Julius Payer litt unter einem Magenkatarrh, wozu nun auch noch eine Durchfallerkrankung kam, die ihn sehr schwächte. Je zwei Jäger schleppten ihn am 7. September zum Passo Lago Scuro, seilten ihn an und zogen ihn über Trümmer und Felsen, „wie man ein Schiff stromaufwärts schafft“ (Payer), auf den spitzen Gipfel des Corno Lago Scuro (3140 m). Auf gleiche Weise „schleifte man mich auf den Monte Pisgana (Rohrspitze)“ (3154 m). Auf diesem Grat, den Payer halb ohnmächtig und unter Schmerzen passierte, sollte sein Name in die alpinistische Namengebung eingehen. Südwestlich des Passo di Lago Scuro befindet sich, verbunden durch einen Grat von 300 Metern Länge, die Cima Payer (3056 m), von der aus es zum Passo Payer (2978 m) hinabgeht. Östlich unterhalb des Passo Payer liegt der Lago Scuro und südlich dieses Sees, unweit der Rifugio Mandron, das „Centro Studi Glaciologico Julius Payer“. Auf diese Weise ist das Andenken Payers noch heute im obersten Val Genova lebendig.

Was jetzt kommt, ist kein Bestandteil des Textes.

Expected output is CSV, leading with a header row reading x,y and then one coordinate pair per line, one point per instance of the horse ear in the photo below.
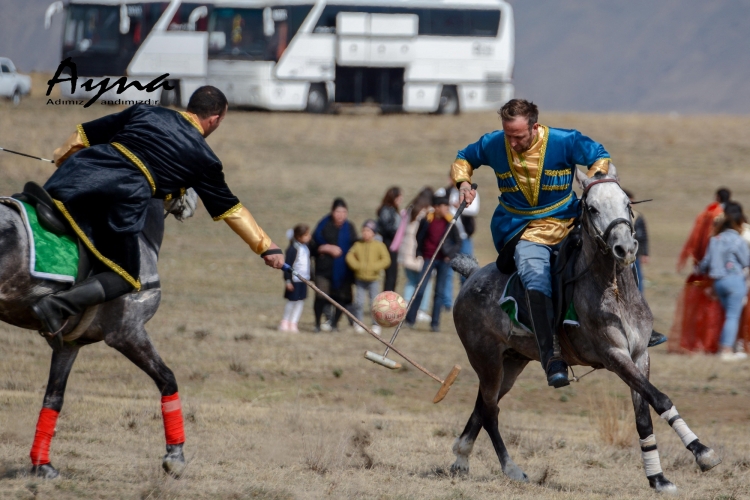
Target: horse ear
x,y
612,171
582,178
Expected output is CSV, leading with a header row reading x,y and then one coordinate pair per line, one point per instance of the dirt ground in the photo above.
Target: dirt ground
x,y
273,415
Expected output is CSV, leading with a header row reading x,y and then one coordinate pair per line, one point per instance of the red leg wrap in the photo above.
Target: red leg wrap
x,y
45,429
171,410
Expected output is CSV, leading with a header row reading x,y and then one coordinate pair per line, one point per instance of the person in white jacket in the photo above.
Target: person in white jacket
x,y
464,230
407,253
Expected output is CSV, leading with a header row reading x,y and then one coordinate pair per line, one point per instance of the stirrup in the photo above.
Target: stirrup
x,y
559,376
656,338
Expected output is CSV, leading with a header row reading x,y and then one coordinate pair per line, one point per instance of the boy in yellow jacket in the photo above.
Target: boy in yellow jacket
x,y
367,258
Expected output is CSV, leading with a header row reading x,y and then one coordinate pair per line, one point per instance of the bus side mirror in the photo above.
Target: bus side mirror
x,y
124,19
53,9
198,13
269,27
217,40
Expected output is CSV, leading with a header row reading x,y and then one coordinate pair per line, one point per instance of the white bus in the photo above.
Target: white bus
x,y
411,55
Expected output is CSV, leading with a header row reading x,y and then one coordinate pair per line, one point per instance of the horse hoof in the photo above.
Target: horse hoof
x,y
174,461
44,471
707,460
661,484
460,469
515,473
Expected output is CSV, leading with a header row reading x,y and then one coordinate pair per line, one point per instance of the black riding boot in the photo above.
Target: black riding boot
x,y
543,319
53,310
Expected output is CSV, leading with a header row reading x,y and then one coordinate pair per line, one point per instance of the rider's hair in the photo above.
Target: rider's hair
x,y
733,217
207,101
519,107
723,195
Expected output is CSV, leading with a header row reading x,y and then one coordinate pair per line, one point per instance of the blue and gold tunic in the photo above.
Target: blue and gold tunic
x,y
536,187
112,167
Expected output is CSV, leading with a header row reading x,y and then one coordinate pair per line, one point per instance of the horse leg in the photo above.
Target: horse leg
x,y
60,366
485,415
137,347
622,364
649,452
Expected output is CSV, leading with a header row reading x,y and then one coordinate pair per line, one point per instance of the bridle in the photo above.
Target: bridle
x,y
598,236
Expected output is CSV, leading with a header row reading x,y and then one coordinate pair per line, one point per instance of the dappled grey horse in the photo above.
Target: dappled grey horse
x,y
615,326
120,323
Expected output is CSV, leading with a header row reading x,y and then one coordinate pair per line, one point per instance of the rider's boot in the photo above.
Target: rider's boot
x,y
542,318
53,310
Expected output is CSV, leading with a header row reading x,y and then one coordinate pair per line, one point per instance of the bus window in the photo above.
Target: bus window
x,y
181,17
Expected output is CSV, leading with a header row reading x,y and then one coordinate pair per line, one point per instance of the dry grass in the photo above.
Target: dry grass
x,y
276,415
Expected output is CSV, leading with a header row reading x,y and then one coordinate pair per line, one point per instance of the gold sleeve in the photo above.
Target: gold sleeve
x,y
600,165
73,144
242,222
461,171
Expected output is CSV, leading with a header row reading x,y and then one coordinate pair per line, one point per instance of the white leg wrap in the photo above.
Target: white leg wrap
x,y
651,461
679,426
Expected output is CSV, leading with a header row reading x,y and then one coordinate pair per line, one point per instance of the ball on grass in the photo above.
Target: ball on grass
x,y
388,309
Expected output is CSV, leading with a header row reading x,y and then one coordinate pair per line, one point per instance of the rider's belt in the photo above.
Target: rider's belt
x,y
536,210
138,163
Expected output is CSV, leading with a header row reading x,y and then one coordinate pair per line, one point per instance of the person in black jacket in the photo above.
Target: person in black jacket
x,y
333,237
430,232
388,221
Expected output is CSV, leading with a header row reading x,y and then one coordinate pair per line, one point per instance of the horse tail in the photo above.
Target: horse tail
x,y
464,264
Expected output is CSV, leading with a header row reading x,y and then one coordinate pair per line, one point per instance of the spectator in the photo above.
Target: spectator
x,y
407,253
429,234
466,225
367,258
698,317
641,236
726,258
333,237
389,220
297,256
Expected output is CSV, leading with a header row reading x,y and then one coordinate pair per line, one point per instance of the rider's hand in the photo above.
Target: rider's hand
x,y
276,260
466,193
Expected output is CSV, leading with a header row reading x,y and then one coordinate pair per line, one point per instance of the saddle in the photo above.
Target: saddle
x,y
51,219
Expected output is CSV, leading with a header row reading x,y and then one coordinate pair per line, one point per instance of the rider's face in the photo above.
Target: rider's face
x,y
520,136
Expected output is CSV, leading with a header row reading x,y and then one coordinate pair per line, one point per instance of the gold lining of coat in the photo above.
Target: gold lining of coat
x,y
138,163
229,212
85,239
82,133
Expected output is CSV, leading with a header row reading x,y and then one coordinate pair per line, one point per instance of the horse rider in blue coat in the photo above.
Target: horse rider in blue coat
x,y
534,165
108,172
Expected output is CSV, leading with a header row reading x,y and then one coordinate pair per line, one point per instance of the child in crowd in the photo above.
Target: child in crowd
x,y
298,256
725,261
367,258
429,234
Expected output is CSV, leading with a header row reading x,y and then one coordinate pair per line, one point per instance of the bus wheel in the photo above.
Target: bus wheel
x,y
448,101
171,97
317,99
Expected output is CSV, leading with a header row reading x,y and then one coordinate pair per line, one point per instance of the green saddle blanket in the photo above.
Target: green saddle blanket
x,y
519,314
51,257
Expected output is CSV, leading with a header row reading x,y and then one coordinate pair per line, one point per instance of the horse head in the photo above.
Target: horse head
x,y
607,216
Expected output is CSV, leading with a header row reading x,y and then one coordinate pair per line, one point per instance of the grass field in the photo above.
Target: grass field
x,y
273,415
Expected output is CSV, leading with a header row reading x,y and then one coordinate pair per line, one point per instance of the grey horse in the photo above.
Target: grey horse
x,y
615,325
120,323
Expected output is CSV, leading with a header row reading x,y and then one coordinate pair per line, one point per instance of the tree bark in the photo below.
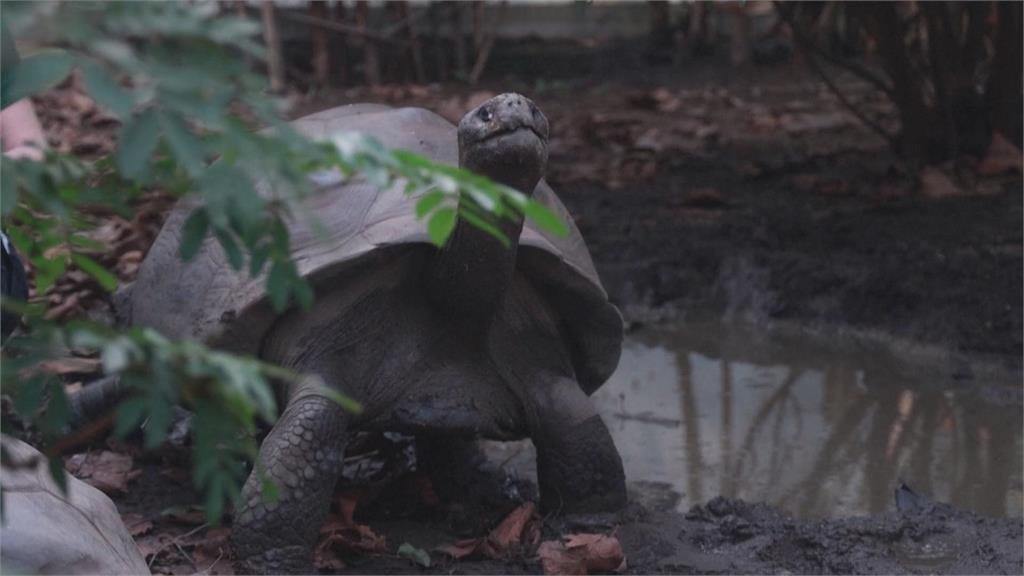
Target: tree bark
x,y
1004,89
371,58
459,39
415,49
274,63
440,57
338,15
321,45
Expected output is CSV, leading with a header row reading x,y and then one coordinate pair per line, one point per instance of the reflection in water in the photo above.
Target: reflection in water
x,y
813,429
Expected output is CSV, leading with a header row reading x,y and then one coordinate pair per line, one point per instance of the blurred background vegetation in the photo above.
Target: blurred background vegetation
x,y
664,114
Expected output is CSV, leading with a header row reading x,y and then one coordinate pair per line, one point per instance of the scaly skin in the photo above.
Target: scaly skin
x,y
302,456
502,339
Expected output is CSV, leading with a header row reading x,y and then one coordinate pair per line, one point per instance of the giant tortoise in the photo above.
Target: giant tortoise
x,y
475,338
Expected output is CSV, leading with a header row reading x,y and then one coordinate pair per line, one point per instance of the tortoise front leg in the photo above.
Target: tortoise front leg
x,y
302,455
578,466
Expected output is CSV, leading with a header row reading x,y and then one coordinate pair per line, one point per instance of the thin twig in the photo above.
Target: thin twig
x,y
488,44
344,28
809,45
866,120
209,568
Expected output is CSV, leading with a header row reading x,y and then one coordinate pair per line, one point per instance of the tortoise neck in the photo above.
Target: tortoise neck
x,y
472,272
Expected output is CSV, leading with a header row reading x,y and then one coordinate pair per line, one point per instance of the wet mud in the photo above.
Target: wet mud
x,y
764,210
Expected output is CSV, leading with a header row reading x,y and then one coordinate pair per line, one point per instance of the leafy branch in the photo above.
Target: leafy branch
x,y
188,107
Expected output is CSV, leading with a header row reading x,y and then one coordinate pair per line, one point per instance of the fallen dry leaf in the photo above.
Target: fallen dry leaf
x,y
109,471
340,533
212,553
135,524
71,365
582,553
519,528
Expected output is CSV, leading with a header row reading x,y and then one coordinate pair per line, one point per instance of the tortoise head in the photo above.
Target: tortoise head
x,y
506,139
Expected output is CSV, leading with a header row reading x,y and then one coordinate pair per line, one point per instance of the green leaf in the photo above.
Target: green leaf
x,y
478,221
418,556
35,74
137,141
186,148
8,187
268,489
57,472
428,202
116,357
440,224
257,259
276,285
193,234
545,218
105,90
107,280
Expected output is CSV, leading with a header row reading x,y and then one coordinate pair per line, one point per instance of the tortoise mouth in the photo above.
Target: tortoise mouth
x,y
506,131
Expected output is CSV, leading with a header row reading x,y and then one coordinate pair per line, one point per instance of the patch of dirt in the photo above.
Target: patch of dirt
x,y
723,536
699,190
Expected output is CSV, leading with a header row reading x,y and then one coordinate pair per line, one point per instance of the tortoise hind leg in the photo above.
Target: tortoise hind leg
x,y
578,466
302,456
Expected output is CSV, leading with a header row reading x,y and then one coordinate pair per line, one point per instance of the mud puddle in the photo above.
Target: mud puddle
x,y
813,427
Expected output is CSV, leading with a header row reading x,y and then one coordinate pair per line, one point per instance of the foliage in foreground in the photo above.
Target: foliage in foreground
x,y
176,77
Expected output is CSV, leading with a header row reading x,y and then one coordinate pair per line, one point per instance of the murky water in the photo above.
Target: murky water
x,y
813,427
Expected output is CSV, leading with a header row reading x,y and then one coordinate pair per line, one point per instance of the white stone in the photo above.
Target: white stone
x,y
46,531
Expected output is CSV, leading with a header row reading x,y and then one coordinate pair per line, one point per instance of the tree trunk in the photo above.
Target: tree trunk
x,y
660,37
274,63
907,92
338,14
371,59
321,45
440,58
459,39
1004,89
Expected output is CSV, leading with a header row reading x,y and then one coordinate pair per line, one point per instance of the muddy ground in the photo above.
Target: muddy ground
x,y
704,191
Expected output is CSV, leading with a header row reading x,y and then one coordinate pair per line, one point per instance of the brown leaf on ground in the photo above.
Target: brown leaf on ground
x,y
582,553
154,543
103,469
1001,157
64,310
136,525
71,365
519,528
340,534
213,552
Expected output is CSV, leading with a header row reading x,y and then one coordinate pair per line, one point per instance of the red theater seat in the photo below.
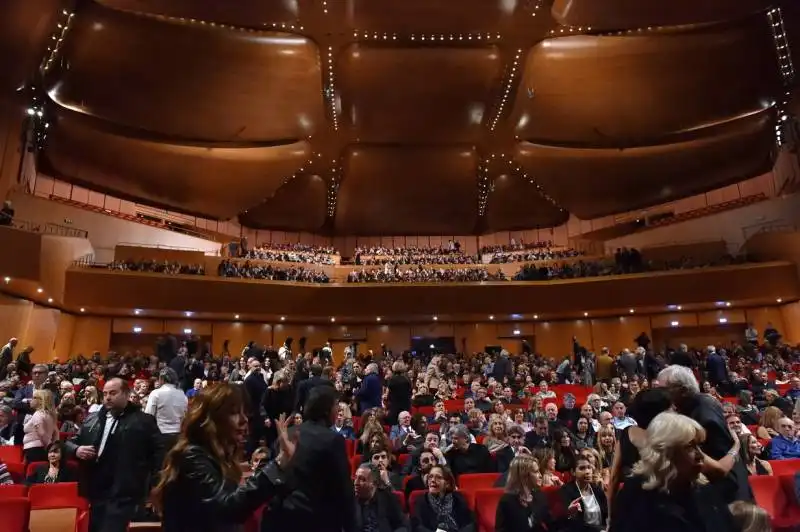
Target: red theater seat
x,y
477,481
15,514
776,495
486,508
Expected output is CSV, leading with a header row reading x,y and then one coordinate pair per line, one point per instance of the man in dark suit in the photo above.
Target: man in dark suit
x,y
117,451
320,493
305,387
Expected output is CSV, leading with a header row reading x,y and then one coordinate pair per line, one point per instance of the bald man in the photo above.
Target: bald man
x,y
118,451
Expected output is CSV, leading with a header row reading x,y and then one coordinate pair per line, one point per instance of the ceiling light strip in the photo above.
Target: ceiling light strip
x,y
329,91
786,68
507,88
57,40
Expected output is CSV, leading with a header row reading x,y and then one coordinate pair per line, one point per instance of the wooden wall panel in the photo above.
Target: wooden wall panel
x,y
618,333
91,334
396,337
239,334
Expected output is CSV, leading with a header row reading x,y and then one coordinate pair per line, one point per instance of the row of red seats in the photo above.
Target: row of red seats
x,y
18,500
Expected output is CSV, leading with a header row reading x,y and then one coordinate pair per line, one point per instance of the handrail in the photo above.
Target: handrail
x,y
49,228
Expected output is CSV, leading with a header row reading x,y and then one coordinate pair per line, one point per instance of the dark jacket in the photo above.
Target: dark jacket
x,y
201,500
305,387
511,516
65,474
389,512
424,518
137,442
320,493
369,395
570,492
399,398
700,510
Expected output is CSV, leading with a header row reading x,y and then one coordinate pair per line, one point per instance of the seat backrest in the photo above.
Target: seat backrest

Payers Weg führte am Abend nach Ponte di Legno, wo ein einfaches Mittel, Opium, Payers Gesundheit wiederherstellte.
Der Anmarsch für die nächste Unternehmung ging von Ponte di Legno über Prevale in das Val d`Avio. Payer und seine Begleiter übernachteten in der vorletzten Hütte des Avio, oberhalb des Lago d`Avio. Am 9. September wurde bei klarem Wetter der Monte Veneroccolo (3315 m) bestiegen. Nach 21/2-stündiger Arbeit auf der platten Kuppe ging Payer nur mit Haller und Coronna über die Vedretta Venezia zum Monte Mandron (3285 m). Um die Aufnahme des obersten Mandrongebietes abzuschließen, ging Payer in großer Eile quer über den Mandrongletscher und stand um 5 Uhr nachmittags auf dem spitzen Gipfel der Lobbia Alta (3191 m). Steil hinab über den Mandrongletscher kamen sie in Finsternis um 21 Uhr an die Mandronhütte, wo Griesmayer schon das Nachtlager und ein gebratenes Schneehuhn vorbereitet hatte.